Adam Hadwin ($8.800)
I don’t usually like to recommend defending champions because winning two years in a row is one of the most difficult things to do in any sport. However, if current form is good enough, consideration may still be given. I’d say three top-10s in a span of five starts is good enough. In his last two starts, Hadwin has finished T-6 (Genesis Open) and T-9 in Mexico, closing with a Sunday 66 in both events. He finished third earlier in the year at the CareerBuilder, his best finish on the season. It’s unlikely that Hadwin wins again, but because of the way he is playing right now, and because he’s clearly comfortable on this course, I’d be surprised if he didn’t crush return value at his price tag.
Louis Oosthuizen ($8,100)
I play in a One-and-Done league, in which I choose one player each week, and after that, I’m not allowed to pick that player again. Louis Oosthuizen is the kind of player that you watch and wish there was an exception to the rule.

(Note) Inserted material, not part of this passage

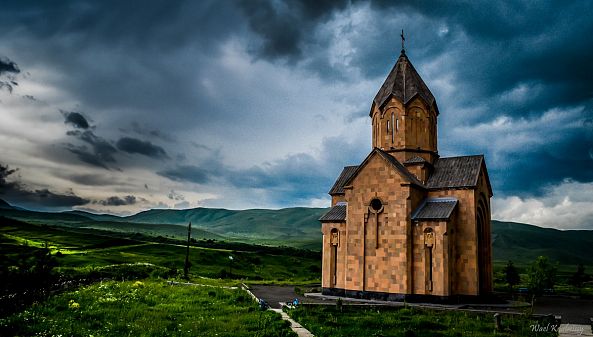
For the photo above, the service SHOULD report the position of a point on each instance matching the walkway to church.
(572, 311)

The combination of his textbook swing and rock-solid composure make him seem like the perfect option every week. Luckily for DFS, we can use Louis whenever we want, and this week would be a good time to do so. Louis has only played two PGA Tour events this season but has been decent in both. He posted a 24th place finish at the Honda Classic, which he followed up with a T-30 last week at the Mexico Championship, a finish that actually could have been much better. The South African was leading the pack after a Thursday 64 before fading over the weekend. However, his ability to go low is still there, and to couple that with the fact that he finished T-7 in his last start at the Valspar (2016), we’ve found ourselves a solid pick at a more than reasonable price.
Sleeper for Cheaper
Steve Stricker ($7,500)
There aren’t many chances you get to use Stricker these days, which is why I had so much fun writing about him in this article. Stricker’s age is getting up there (turned 51 in February), but because of the fact that he is limiting the events in which he plays, it’s making him that much more effective in the tournaments he does compete in. Stricker has played in four events this year, two PGA Tour events, and two on the Champions Tour (he now qualifies as 50 and older). On the Champions tour he has looked like a man among boys, or should I say a man among older men. His two finishes have been second place and first place, the latter of the two coming last week in Tuscon. On the PGA Tour, he has a 31st place finish in Phoenix, and a 26th place finish at Pebble Beach. Oh, and I mentioned earlier in the article that Louis Oosthuizen had a T-7 finish in 2016 at the Valspar. Yeah, Stricker was one of the players he was tied with. Adding all this up, the only explanation I have for the Wisconsin native being this cheap is the lack of events he’s scheduled this year. Honestly, this might even make me feel more comfortable using him, because I know he’s going to be fresh. Don’t be the person who doesn’t scroll down far enough to find him in the $7,000s.